= John Henry Ingram =

19th/20th-century English biographer

John Henry Ingram (November 16, 1842 – February 12, 1916) was an English biographer and editor with a special interest in Edgar Allan Poe.

Ingram was born at 29 City Road, Finsbury Square, Middlesex, and died at Brighton, England. His family lived at Stoke Newington, recollections of which appear in Poe's works.

J. H. Ingram dedicated himself to the resurrection of Poe's reputation, maligned by the dubious memoirs of Rufus Wilmot Griswold; he published the first reliable biography of the author and a four volume collection of his works.
Sarah Helen Whitman's correspondence with Ingram, with her letters from Poe and a daguerreotype portrait, was added to the library of material he was assembling; Ingram's Poe collection is now held at the Albert and Shirley Small Special Collections Library at the University of Virginia.

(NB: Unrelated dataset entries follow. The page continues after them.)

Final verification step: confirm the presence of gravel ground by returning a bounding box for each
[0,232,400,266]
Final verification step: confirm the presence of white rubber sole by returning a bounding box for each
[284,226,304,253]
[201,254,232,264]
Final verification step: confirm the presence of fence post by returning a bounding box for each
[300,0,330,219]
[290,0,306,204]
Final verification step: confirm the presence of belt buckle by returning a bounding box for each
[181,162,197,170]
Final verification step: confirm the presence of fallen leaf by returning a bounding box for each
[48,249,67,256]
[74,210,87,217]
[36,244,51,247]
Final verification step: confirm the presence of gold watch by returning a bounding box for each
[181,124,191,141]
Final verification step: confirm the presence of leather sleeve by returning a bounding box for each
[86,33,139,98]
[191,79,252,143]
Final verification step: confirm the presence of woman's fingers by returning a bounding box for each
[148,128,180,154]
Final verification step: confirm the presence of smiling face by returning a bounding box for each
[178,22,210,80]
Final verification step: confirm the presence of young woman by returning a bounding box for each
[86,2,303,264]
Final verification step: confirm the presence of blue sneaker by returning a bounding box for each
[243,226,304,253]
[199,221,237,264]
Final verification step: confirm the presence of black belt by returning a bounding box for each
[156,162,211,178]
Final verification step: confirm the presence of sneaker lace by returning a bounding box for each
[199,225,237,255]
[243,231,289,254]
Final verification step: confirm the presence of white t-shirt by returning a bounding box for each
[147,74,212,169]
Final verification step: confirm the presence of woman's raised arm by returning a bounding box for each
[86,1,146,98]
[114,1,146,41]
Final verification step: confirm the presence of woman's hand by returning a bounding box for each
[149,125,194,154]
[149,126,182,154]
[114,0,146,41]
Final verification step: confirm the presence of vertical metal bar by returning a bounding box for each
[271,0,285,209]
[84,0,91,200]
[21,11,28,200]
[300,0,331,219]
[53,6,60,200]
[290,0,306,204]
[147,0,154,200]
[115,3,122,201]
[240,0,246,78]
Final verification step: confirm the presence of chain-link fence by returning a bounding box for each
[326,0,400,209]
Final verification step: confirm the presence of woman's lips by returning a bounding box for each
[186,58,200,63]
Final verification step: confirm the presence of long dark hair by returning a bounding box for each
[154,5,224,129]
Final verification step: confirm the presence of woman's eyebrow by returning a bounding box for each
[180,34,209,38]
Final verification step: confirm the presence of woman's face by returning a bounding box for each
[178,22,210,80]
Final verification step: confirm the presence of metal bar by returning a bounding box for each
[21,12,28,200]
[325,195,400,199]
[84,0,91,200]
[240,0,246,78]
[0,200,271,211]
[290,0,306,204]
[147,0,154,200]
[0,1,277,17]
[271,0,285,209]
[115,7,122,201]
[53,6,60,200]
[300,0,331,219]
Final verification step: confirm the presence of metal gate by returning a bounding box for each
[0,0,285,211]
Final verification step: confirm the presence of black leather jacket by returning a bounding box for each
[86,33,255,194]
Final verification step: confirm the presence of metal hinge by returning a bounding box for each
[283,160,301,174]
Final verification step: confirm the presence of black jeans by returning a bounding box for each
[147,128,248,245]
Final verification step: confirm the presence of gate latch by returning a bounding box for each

Ingram was the series editor of the Eminent Women Series (1883–1886) published by W. H. Allen and Company, London.

==Works==
- Flora Symbolica; or, the Language and Sentiment of Flowers, London: Frederick Warne and Co. New York: Scribner, Welford and Co., 1869.
- Elizabeth Barrett Browning, London: W. H. Allen & Co., 1888 (Eminent Women Series).
- Christopher Marlowe and His Associates, London: Grant Richards, 1904.
- The Haunted Homes and Family Traditions of Great Britain, London : Reeves & Turner, 1912.